Campaign groups like Momentum need tighter digital regulation to defend Britain’s democracy, Theresa May’s former deputy has declared.
Damian Green, who was first secretary of state until December, called for stronger rules around political propaganda online as he took aim at social media companies.
“One of the most pernicious myths in our society is that Facebook and Twitter, and all these people, they’re basically well-meaning hippies and they’re just guys doing it out of the garage, they’re sticking it to the man,” he announced at a report launch by the Centre for Policy Studies thinktank on Monday.
“No they’re not, they are extremely powerful, extremely ruthless multinational corporations who deserve, if anything, more regulation than we’ve traditionally given the media.
“And politicians are going to have to grasp that in times to come, because the problem at the moment is that bad is driving out good.
“It’s clearly true on Twitter, it can be true on Facebook as well.”
Mr Green backed a proposal from the CPS report “Who governs Britain?” for “election addresses” to be included alongside digital political posts.
Under current laws, printed materials like leaflets, posters and election “newspapers” have to explain who they have been produced by and include an address.

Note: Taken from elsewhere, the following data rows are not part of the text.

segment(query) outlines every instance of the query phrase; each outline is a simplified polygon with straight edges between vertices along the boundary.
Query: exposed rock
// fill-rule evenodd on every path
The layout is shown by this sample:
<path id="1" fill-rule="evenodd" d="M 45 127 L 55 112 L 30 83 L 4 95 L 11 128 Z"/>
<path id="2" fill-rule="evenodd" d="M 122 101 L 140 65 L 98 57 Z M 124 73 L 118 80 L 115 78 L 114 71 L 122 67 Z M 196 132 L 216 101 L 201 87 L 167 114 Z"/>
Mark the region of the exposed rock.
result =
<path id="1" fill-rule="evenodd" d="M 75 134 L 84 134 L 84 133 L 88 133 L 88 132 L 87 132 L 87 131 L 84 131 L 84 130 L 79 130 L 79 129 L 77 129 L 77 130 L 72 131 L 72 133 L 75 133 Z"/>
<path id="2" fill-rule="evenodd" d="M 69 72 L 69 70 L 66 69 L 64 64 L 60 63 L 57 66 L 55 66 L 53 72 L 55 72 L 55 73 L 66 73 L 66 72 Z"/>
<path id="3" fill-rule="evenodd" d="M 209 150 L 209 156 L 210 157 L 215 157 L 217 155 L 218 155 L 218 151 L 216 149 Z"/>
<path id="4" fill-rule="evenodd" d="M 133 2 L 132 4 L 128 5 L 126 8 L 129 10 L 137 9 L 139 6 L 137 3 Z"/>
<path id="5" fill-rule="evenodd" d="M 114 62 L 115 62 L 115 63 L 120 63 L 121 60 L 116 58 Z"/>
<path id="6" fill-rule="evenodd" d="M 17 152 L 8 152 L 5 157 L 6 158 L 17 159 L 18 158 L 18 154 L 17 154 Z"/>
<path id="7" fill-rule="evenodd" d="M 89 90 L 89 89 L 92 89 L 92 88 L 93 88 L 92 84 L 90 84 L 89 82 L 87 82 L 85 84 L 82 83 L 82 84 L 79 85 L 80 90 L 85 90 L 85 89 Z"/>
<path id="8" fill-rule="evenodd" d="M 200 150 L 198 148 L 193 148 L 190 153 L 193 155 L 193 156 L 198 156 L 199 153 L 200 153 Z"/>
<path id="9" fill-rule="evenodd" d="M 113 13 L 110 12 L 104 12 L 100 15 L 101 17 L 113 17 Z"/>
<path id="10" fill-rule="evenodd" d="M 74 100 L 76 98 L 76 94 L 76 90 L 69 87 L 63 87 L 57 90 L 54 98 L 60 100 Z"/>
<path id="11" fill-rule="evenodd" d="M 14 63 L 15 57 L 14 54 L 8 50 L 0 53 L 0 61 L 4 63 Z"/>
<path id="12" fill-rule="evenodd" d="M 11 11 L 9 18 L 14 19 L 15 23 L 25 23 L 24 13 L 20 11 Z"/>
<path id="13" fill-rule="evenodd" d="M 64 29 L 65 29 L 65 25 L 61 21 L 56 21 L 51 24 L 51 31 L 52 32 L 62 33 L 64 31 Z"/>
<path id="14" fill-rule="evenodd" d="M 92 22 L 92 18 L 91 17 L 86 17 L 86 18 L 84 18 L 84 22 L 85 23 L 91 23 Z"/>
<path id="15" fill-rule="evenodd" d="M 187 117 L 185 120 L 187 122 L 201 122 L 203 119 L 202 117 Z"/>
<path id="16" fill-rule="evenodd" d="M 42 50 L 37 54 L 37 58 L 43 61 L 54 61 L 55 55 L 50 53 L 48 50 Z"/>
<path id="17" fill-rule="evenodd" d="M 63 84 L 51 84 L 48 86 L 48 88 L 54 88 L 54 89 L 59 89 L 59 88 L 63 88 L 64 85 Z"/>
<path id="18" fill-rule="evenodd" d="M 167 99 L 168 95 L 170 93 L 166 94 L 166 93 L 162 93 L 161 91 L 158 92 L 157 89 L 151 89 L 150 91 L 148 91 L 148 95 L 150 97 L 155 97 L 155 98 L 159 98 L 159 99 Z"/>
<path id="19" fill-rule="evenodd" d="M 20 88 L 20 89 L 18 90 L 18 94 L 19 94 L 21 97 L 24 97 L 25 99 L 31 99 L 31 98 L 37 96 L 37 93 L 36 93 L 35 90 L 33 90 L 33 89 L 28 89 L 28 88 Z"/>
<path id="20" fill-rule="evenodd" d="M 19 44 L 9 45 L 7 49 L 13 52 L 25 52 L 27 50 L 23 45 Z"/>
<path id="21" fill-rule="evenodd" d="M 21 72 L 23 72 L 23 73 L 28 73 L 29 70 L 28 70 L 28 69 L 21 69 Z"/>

He praised the “very good idea” of a digital equivalent because “people need to know that it’s a politician talking to them and that we need some regulation of that”.
Mr Green added: “There needs to be far more transparency telling people ‘if you are reading this on your Facebook feed, this is produced by x on behalf of y’ so that you can know that your friends are sending you stuff – whether it’s from the Conservatives or Momentum or whatever.
“As long as you know that what you’re getting is propaganda, it seems to me you’ve made a democratic step forward and you’re not just being fed stuff that you accept as the truth.
“Because it’s not too dramatic to say that democracy is under threat at the moment, it is extremely important that democratic systems defend themselves at a time when the force of illiberal democracies are taking hold in liberal democracies.”
Chloe Smith, minister for the constitution, signalled her support at the same event, saying she was “really quite taken” by the idea.
“I do hope that my colleagues across government are looking very seriously at what’s being said here. There are some important points here…
“I’m really quite taken by the election addresses point.
“I think there’s a lot to be said for adapting the democracy that we all enjoy, that we are massively privileged to live in, but adapting that to the age and the technology that we do also live with and use and appreciate in our everyday lives.
“And perhaps an idea about election addresses may be a way of considering that.”